Interaction, Surface Activity, and Application of Mixed Systems of Alcohol Ether Sulfate Anionic Surfactants with Multiple Ethylene Oxide Groups and Gemini Quaternary Ammonium Surfactant
Zengzi Lin, Jun Li, Yajie Jiang, Zhifei Wang, Yakui Wang, Geng Tao, Lu Zhang
Abstract
The surface activities and application properties for the mixtures of cationic surfactants tetramethylene-1,4-bis[ N, N -bis(hydroxypropyl)-hexa/decyloxypropylammonium] bromide (GC 10 -P) and tetramethylene-1,4-bis[ N, N -bis(hydroxyethyl)-hexa/decyloxypropylammonium] bromide (GC 10 -E) and anionic surfactant isomeric sodium fatty alcohol ether sulfates (iso-AE 9 S) were investigated using both the tensiometry and the conductometry. The interaction parameters and thermodynamic micellization parameters of GC 10 -P/iso-AE 9 S and GC 10 -E/iso-AE 9 S mixtures were evaluated by Clint–Rubingh and Motomura theoretical models.

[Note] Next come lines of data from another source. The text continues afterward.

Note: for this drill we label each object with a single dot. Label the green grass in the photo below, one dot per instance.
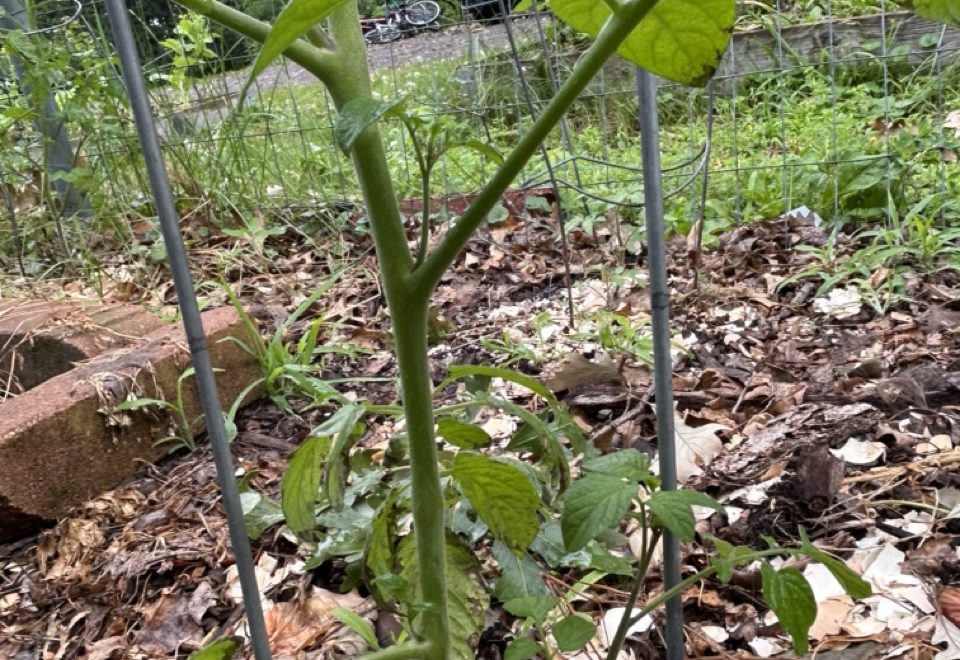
(278, 152)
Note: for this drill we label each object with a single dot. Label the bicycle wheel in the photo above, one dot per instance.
(422, 12)
(382, 34)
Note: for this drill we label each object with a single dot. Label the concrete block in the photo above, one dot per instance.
(41, 339)
(62, 443)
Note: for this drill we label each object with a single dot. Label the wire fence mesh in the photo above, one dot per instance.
(846, 108)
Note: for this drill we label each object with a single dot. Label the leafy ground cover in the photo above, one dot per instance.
(795, 407)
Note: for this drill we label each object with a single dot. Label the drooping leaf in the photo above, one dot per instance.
(727, 557)
(223, 649)
(592, 504)
(478, 146)
(341, 426)
(673, 509)
(535, 608)
(624, 464)
(519, 575)
(296, 19)
(300, 488)
(522, 648)
(459, 371)
(467, 599)
(357, 624)
(680, 40)
(573, 632)
(790, 597)
(945, 11)
(465, 436)
(357, 115)
(379, 553)
(501, 495)
(259, 513)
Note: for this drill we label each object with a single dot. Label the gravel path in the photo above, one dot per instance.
(451, 42)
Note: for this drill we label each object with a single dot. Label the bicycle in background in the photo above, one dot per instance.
(402, 21)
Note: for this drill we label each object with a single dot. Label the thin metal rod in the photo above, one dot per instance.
(662, 361)
(190, 312)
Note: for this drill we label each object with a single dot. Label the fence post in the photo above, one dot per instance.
(190, 312)
(58, 152)
(662, 360)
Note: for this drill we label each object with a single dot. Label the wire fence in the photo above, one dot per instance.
(850, 115)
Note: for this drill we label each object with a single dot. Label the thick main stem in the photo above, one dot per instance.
(617, 28)
(408, 307)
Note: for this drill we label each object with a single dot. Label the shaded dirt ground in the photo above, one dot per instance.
(767, 383)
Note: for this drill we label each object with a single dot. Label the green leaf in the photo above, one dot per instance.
(673, 508)
(300, 489)
(467, 599)
(465, 436)
(357, 115)
(519, 575)
(728, 557)
(535, 608)
(259, 513)
(341, 425)
(523, 648)
(379, 552)
(592, 504)
(459, 371)
(501, 495)
(680, 40)
(481, 148)
(296, 19)
(624, 464)
(573, 632)
(139, 404)
(852, 583)
(790, 597)
(357, 624)
(220, 650)
(945, 11)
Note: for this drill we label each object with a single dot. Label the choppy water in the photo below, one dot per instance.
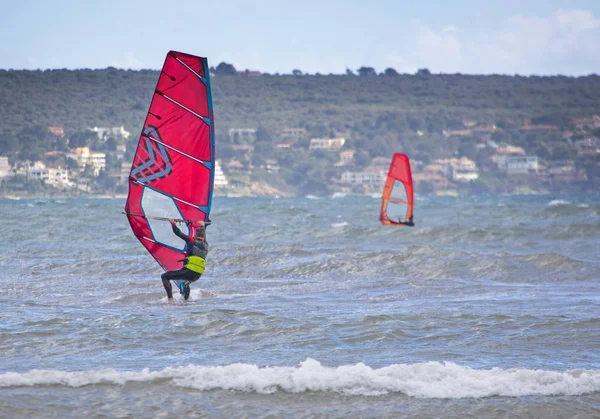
(489, 307)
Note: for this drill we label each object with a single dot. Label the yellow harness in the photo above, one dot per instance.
(195, 264)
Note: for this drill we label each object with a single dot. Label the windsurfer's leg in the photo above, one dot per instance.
(168, 288)
(167, 277)
(192, 277)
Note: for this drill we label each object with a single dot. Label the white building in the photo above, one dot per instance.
(292, 134)
(518, 165)
(458, 169)
(242, 135)
(372, 179)
(83, 157)
(115, 132)
(220, 179)
(329, 144)
(59, 178)
(5, 171)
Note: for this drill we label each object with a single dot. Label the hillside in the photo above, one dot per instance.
(378, 114)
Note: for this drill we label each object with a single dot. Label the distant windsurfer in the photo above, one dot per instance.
(196, 249)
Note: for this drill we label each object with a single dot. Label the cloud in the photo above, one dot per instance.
(564, 42)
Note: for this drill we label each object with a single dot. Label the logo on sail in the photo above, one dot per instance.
(152, 160)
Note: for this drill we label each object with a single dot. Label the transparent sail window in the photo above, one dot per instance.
(157, 204)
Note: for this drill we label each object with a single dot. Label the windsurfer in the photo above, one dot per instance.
(196, 249)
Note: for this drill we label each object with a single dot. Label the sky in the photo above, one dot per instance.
(543, 37)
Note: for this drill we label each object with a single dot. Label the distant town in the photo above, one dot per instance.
(83, 171)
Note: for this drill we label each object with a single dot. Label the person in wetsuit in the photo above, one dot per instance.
(196, 249)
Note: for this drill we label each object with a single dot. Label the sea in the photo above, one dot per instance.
(489, 307)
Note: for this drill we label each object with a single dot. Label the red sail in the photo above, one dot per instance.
(172, 172)
(397, 199)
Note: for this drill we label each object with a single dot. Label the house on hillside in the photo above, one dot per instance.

When the mole fraction of α 1 for GC 10 -P/iso-AE 9 S mixed system was 0.2, the critical micelle concentration (CMC) reached a minimum of 1.61 × 10 –4 mol/L, and the minimum critical micelle concentration of the GC 10 -E/iso-AE 9 S mixed system is 2.67 × 10 –5 mol/L at α 1 = 0.6. The CMC value of the mixed system is 1–2 orders of magnitude lower than that of any single component. The results indicate that the synergistic effects of the investigated mixed systems (evaluated by β m ) are in order of GC 10 -P/iso-AE 9 S < GC 10 -E/iso-AE 9 S, with maximum β m values of −17.98 and −9.78, respectively. The change in zeta potential indicates that the poly(ethylene oxide) chain has weakened the charge density of the hydrophilic headgroup of the anionic surfactant. The interfacial tension at the oil–water interface in the mixed system of anionic/cationic surfactants is lower than that of any single component, exhibiting a higher interfacial activity. The mixed system exhibits a decreased contact angle and superior wetting ability over any single component, and it also enhances foam performance, emulsification performance, and degreasing performance.